Albert Barnes Commentary


Albert Barnes Commentary
"Seeing that thou canst take knowledge that it is not more than twelve days since I went up to worship at Jerusalem:" — Acts 24:11 (ASV)
Because you may understand. The Greek is, "You being able to know." That is, he could understand or know by considering the proper evidence.
Paul does not mean to say that Felix could understand the case because he had been many years a judge of that nation. That fact would qualify him to judge correctly, or to understand the customs of the Jews.
But the fact that he had been only twelve days in Jerusalem, and had been orderly and peaceable there, Felix could ascertain only by the proper testimony. The first part of Paul's defense (Acts 24:11–13) consists in an express denial of what they alleged against him.
Are yet but twelve days. Beza calculates these twelve days in this manner: The first was that on which he came to Jerusalem (Acts 21:15). The second he spent with James and the apostles (Acts 21:18). Six days were spent in fulfilling his vow (Acts 21:21, 26). On the ninth day the tumult arose, being the seventh day of his vow, and on this day he was rescued by Lysias (Acts 21:27; Acts 22:29).
The tenth day he was before the Sanhedrin (Acts 22:30; Acts 23:10). On the eleventh, the plot was laid to take his life, and on the same day, at evening, he was removed to Caesarea.
The days on which he was confined at Caesarea are not enumerated, since his design in mentioning the number of days was to show the improbability that, in that time, he had been engaged in producing a tumult. It would not be pretended that he had been so engaged while confined in a prison at Caesarea.
Paul's defense here is that only twelve days occurred from the time he went to Jerusalem until he was put under the custody of Felix. During so short a time, it was wholly improbable that he would have been able to excite sedition.
For to worship. This further shows that Paul's design was not to produce sedition. He had gone up for the peaceful purpose of devotion, not to produce riot and disorder.

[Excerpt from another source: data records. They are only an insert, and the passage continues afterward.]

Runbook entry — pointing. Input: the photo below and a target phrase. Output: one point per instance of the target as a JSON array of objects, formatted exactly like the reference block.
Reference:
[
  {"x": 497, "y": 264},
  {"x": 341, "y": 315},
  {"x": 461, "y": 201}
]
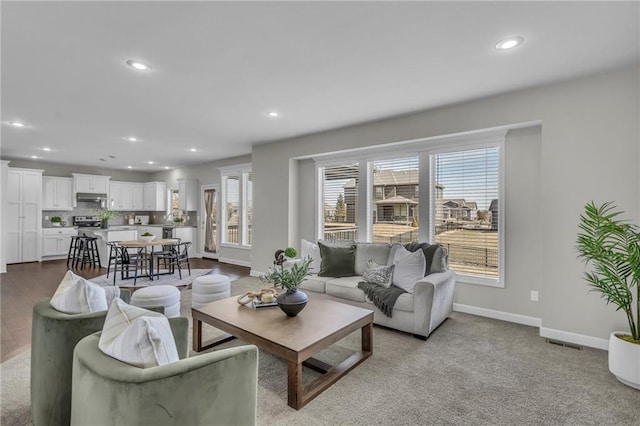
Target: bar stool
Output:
[
  {"x": 74, "y": 250},
  {"x": 89, "y": 252}
]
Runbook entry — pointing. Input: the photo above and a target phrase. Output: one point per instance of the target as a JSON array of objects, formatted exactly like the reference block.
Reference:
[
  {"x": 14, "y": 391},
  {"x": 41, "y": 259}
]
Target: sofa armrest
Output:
[{"x": 433, "y": 301}]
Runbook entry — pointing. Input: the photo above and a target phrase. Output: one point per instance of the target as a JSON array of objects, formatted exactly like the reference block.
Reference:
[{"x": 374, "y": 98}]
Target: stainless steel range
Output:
[{"x": 86, "y": 221}]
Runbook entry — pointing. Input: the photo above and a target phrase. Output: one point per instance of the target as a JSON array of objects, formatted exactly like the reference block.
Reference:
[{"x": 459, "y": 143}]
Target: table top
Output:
[
  {"x": 320, "y": 320},
  {"x": 156, "y": 242}
]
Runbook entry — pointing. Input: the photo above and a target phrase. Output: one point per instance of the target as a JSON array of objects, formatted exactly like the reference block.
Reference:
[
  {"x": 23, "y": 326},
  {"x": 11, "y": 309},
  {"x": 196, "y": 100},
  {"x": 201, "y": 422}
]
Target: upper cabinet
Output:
[
  {"x": 155, "y": 196},
  {"x": 92, "y": 184},
  {"x": 188, "y": 194},
  {"x": 57, "y": 193}
]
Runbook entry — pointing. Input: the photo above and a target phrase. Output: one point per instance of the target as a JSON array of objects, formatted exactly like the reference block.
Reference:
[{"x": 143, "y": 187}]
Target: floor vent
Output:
[{"x": 566, "y": 345}]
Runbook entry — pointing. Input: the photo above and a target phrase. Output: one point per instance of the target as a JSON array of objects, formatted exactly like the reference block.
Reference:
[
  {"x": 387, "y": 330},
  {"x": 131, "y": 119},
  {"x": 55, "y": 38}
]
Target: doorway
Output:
[{"x": 209, "y": 229}]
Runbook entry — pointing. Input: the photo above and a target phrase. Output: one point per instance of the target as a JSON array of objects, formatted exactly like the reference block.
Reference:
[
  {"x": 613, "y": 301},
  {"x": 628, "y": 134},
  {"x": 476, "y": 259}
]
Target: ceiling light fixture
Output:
[
  {"x": 140, "y": 66},
  {"x": 509, "y": 43}
]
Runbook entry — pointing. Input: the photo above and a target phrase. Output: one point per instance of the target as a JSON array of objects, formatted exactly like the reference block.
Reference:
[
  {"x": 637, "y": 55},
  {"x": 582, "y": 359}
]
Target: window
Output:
[
  {"x": 339, "y": 201},
  {"x": 465, "y": 210},
  {"x": 237, "y": 205},
  {"x": 454, "y": 183},
  {"x": 395, "y": 217}
]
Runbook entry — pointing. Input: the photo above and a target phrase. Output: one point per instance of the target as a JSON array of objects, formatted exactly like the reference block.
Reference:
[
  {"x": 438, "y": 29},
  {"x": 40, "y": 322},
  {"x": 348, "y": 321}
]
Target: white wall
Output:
[{"x": 588, "y": 150}]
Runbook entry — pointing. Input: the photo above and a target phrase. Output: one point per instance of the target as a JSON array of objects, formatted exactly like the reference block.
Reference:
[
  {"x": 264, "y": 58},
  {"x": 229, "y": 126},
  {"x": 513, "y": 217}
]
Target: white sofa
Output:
[{"x": 418, "y": 313}]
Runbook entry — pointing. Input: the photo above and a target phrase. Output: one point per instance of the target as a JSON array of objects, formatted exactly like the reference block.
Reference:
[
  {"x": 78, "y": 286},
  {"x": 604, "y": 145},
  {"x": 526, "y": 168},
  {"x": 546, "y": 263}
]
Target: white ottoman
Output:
[
  {"x": 166, "y": 296},
  {"x": 210, "y": 287}
]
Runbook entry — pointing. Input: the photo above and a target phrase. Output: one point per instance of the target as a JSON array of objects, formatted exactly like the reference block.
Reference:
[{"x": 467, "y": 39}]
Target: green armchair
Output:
[
  {"x": 54, "y": 334},
  {"x": 219, "y": 387}
]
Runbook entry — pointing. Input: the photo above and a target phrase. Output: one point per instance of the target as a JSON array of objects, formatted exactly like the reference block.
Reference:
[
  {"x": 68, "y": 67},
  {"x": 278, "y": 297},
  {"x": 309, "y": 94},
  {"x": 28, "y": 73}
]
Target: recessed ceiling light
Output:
[
  {"x": 140, "y": 66},
  {"x": 509, "y": 43}
]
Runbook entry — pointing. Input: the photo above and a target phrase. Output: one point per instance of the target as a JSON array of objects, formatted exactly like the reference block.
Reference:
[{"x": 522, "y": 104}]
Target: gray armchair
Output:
[
  {"x": 219, "y": 387},
  {"x": 54, "y": 334}
]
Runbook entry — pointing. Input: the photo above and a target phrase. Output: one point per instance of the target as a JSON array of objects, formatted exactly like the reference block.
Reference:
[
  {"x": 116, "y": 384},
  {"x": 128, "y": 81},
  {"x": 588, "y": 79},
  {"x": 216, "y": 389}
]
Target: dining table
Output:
[{"x": 146, "y": 245}]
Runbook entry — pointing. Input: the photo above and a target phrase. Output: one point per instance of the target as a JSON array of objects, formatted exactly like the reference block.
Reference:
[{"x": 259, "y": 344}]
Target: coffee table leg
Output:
[
  {"x": 197, "y": 335},
  {"x": 295, "y": 389}
]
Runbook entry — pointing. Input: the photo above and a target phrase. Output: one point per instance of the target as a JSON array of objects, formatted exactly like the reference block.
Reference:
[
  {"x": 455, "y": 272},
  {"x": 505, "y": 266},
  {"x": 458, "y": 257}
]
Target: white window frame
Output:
[
  {"x": 424, "y": 149},
  {"x": 240, "y": 171}
]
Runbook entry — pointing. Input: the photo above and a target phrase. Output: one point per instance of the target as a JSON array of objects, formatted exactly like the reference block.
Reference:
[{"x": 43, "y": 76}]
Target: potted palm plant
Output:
[
  {"x": 612, "y": 246},
  {"x": 292, "y": 301}
]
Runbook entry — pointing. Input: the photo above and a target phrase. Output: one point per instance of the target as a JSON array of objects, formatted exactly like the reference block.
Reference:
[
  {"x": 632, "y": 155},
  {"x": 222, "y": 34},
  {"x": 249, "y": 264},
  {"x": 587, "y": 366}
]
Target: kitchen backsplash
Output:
[{"x": 88, "y": 209}]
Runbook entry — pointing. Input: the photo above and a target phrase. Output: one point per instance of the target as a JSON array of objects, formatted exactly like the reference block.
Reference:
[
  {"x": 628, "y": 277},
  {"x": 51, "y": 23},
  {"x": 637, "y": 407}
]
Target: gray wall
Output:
[{"x": 587, "y": 150}]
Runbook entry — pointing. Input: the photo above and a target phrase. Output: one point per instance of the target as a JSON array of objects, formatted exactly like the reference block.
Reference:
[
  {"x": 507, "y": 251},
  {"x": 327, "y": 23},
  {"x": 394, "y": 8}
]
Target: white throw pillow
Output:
[
  {"x": 137, "y": 336},
  {"x": 409, "y": 268},
  {"x": 307, "y": 248},
  {"x": 75, "y": 295}
]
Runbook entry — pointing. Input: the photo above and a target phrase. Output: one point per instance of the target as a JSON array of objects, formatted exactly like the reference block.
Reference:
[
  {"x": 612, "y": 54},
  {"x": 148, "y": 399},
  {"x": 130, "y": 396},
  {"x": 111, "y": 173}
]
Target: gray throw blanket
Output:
[{"x": 382, "y": 297}]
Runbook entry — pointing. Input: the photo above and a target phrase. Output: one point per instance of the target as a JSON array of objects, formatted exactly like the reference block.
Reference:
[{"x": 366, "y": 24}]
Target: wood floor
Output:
[{"x": 25, "y": 283}]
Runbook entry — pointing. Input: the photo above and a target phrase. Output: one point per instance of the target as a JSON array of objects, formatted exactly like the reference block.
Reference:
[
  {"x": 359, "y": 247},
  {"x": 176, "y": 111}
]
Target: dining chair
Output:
[
  {"x": 179, "y": 257},
  {"x": 127, "y": 262}
]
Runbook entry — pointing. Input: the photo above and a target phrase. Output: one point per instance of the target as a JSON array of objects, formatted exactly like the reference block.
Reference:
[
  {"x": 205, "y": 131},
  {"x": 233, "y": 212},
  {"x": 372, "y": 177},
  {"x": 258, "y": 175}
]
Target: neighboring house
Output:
[{"x": 459, "y": 209}]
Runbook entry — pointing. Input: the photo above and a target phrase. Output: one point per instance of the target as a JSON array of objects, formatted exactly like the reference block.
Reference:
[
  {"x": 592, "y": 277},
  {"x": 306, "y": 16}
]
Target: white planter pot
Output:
[{"x": 624, "y": 360}]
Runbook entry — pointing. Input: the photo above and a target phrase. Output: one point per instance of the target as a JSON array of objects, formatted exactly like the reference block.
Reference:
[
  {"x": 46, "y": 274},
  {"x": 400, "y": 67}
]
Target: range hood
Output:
[{"x": 92, "y": 198}]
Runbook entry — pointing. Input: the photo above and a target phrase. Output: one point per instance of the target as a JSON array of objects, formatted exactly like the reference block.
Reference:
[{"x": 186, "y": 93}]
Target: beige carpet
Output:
[
  {"x": 471, "y": 371},
  {"x": 166, "y": 279}
]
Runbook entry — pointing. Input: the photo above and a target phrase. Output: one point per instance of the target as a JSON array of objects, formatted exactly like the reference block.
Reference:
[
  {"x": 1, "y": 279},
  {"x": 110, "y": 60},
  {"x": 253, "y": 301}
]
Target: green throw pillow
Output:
[{"x": 337, "y": 260}]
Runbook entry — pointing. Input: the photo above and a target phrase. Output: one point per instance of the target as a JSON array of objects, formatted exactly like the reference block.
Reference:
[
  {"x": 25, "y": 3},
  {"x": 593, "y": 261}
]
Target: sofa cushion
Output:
[
  {"x": 378, "y": 252},
  {"x": 309, "y": 249},
  {"x": 75, "y": 295},
  {"x": 378, "y": 274},
  {"x": 338, "y": 260},
  {"x": 409, "y": 268},
  {"x": 403, "y": 303},
  {"x": 137, "y": 336},
  {"x": 345, "y": 288}
]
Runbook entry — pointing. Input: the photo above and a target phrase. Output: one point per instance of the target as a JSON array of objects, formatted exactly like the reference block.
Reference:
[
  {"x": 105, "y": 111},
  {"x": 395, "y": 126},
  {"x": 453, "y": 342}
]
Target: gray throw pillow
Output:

That this was his design in going to Jerusalem, or at least a part of his purpose, is indicated by the passage in Acts 20:16. It should be observed, however, that our translation conveys an idea not necessarily in the Greek—that this was the design of his going to Jerusalem.
The original is, "Since I went up to Jerusalem worshipping" (proskunhswn); that is, he was actually engaged in devotion when the tumult arose. But his main design in going to Jerusalem was to convey to his suffering countrymen there the benefactions of the Gentile churches (Romans 15:25–26).